ANC veterans want a separate national consultative conference to be held in March, instead of in June as part of the party's policy conference.
The more than 100 veterans are expected to push for this when they meet with ANC secretary general Gwede Mantashe and his deputy, Jessie Duarte, on Monday.
The veterans held talks to discuss the outcome of the ANC's national executive committee meeting held last weekend. The NEC resolved to set aside two days of the policy conference to look at "organisational renewal".
The veterans, however, have argued that this will not address key concerns contained in a lengthy document released publicly last month. They believe that a separate consultative conference is the only way for the party to reflect on its problems.
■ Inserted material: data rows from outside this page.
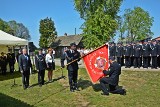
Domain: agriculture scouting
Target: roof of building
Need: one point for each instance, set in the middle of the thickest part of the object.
(67, 40)
(32, 47)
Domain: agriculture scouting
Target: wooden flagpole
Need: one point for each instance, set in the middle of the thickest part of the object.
(79, 58)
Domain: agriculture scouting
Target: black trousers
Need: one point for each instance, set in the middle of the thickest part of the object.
(154, 61)
(73, 75)
(137, 62)
(127, 61)
(11, 67)
(132, 61)
(25, 80)
(119, 60)
(122, 61)
(158, 61)
(145, 62)
(149, 61)
(112, 88)
(3, 68)
(41, 74)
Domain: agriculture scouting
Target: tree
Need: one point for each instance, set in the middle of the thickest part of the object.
(5, 27)
(121, 28)
(47, 31)
(137, 24)
(100, 20)
(19, 30)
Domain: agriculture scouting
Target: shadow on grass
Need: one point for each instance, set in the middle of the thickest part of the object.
(9, 76)
(83, 84)
(7, 101)
(62, 77)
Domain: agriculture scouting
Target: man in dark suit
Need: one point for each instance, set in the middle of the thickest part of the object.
(154, 54)
(3, 63)
(40, 66)
(17, 58)
(72, 68)
(132, 53)
(127, 55)
(149, 57)
(113, 79)
(158, 58)
(25, 66)
(112, 49)
(119, 53)
(11, 61)
(145, 54)
(137, 55)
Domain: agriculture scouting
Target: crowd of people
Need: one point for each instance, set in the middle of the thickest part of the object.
(137, 54)
(7, 59)
(146, 54)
The veterans argue that the organisation's claim that it can't afford to hold a consultative conference is moot and have offered to help the ANC find the money to pay for a separate and "substantive" nationwide engagement, which they have offered to facilitate.
Some of the 101 stalwarts who signed the document were worried that the ANC's stance was aimed at "frustrating", "silencing" and "co-opting" them by giving the impression that their concerns were being taken seriously.
Instead, the veterans want to be custodians of a fair and transparent process that sets the ANC back on track, and elect a leadership that is beyond reproach, at its elective conference in December next year.
News24 has been told that among the veterans' plans was a nationwide "listening" tour, similar to the compilation of citizens' hopes in the run-up to the drafting of the Constitution.
They believed this would enable the ANC's leadership to hear out people who had consistently voted for the party, but who were not necessarily members, a veteran told News24.
During their meeting last week, the days around Human Rights Day in March next year, were identified as a potential deadline for the consultative conference. There were concerns that slates for next year's national conference would be entrenched if the party delayed the assessment of its trajectory to June.
The group of veterans identified slates and vote-buying to support some leaders at elective conferences as some of the problems facing the party.
By organising and facilitating a conference focused only on the current state of the ANC, the stalwarts hope to stem the party's loss of support at the polls. There are growing fears that this decline will worsen during the 2019 general and provincial elections should it not take firm and urgent action.
The party is expected to hold a fierce leadership contest next year. It has begun in earnest already.
Cosatu and several of its affiliates have endorsed ANC deputy president Cyril Ramaphosa to lead the party, while the so-called "premier league" has indicated it wants a woman president.